Article 8 of the ECHR requires respect for private and family life. This is a qualified right and it can be interfered with in a democratic society in order to achieve reasonable ends. Article 8 has been held by the European Courts to include a right to protection of the home as that it is the bedrock of family life. The concept of respect and permissible interference has generally been reduced to the concept of proportionality and so interference must be proportionately applied and for a proportionate objective. However, the European Courts have been clear that this is an area in which national governments have a very great deal of leeway as they are best placed to manage property needs in their own territory.

This case is extremely unfortunate and unusual. The tenant has serious mental health difficulties, to the extent that there is strong psychiatric evidence that she will self-harm and possibly seek to take her own life if she is displaced from the property. She has had unsuccessful housing placements in social property in the past and in order to alleviate this issue her parents took out an interest only mortgage to buy her a home. They then granted her a tenancy and she applied for housing benefit to pay the rent. Due to financial problems relating to their business, the parents did not keep up with the mortgage. The mortgage company eventually decided that it would prefer to sell, not least because the mortgage was only for a fixed period at the end of which the full capital was repayable and so it appointed receivers to end the tenancy to allow it to sell. The receivers served a section 21 notice on the behalf of the parents as they are permitted to do and commenced proceedings for possession.

For the tenant, it was being argued that, just as with social landlords, article 8 should apply to the tenancy between the private landlord and tenant. This was not to say that the ECHR was applicable to private contractual relationships, it is not, but rather because the Court was being asked to enforce an element of the relationship, the giving of a section 21 notice, the ECHR was applicable because it applied to the Court as an organ of the state.

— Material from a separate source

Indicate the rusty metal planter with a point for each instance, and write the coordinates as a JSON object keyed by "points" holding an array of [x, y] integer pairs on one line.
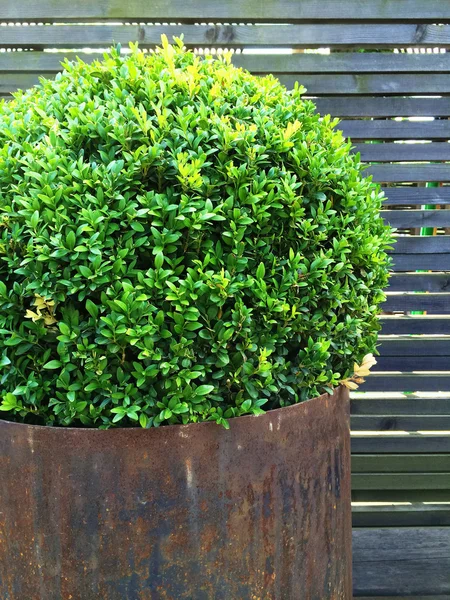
{"points": [[194, 512]]}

They were arguing that section 21 should either be held to be incompatible with the ECHR or alternatively that it should be read in such a way that the Court should be required to consider whether eviction was proportionate, notwithstanding the fact that s21 normally requires the giving of possession without these sort of considerations.

Obviously, in this exceptional case, they were then seeking to argue that not only was the Court required to consider the issue of disproportionality but further that it would be proportionate to evict the tenant given her very poor mental health and the potentially serious consequences that would arise.

The Court of Appeal took the view that the ECHR did not apply at all in relation to matters between private individuals but the Supreme Court has taken a different route. It is quite apparent that the ECHR does apply and is relevant to the possible loss of a person's home. However, if Article 8 applies then so does the landlord's rights under the ECHR which are set out in Article 1 of Protocol 1 of the ECHR. This prohibits the removal of a person's property without compensation. It has already been held that preventing a landlord from recovering possession is an interference with his or her Article 1, Protocol 1 rights and so this must be justified.

As the Supreme Court the balance between Article 8 and Article 1, Protocol 1 would have to be considered every time. This would have meant that every possession case could potentially involve a tenant asserting their Article 8 rights while the landlord would then assert his Article 1, Protocol 1 rights in response. If the court struck the balance wrongly both sides would also potentially have the right to appeal to the European Court. As a system, this would have been a total disaster.

The Supreme Court resolved the issue by removing the issue from the Courts altogether. Therefore, it held that while Article 8 does apply to private tenancy issues the matter has been considered carefully by Parliament. Most recently through the Deregulation Act and its new restrictions on s21. Therefore, it took the view that as there was no clear statement that the Court had to consider proportionality in every case that this could be dealt with and had been dealt with, in the round by Parliament. Therefore, Courts are not permitted to entertain Article 8 defences in the face of a mandatory right to possession such as is provided by s21.

While this decision is undoubtedly harsh for the tenant it was probably the only practical route the Supreme Court could have taken without destroying the operation of s21 altogether. Private landlords will be able to breathe a sigh of relief that they will not have to face Article 8 defences while tenant campaigners will need to return to Parliament if they wish s21 to be restricted further. The decision will also mean that it will be hard for any of the mandatory grounds for possession under s8 to be challenged in the same way and a new argument will need to be made to justify the Court taking the ECHR into consideration in those cases. Lenders would also have been very unhappy if they had not been able to recover possession and potentially faced ECHR defences and this would have had a real risk of restricting lending into the sector.

In principle, it would be open to the tenant to take her appeal further by going to the European Court of Human Rights at this stage. This would not prevent her being evicted though and would only award relatively nominal compensation so it is more a matter of principle at that stage. It is not clear whether this will happen.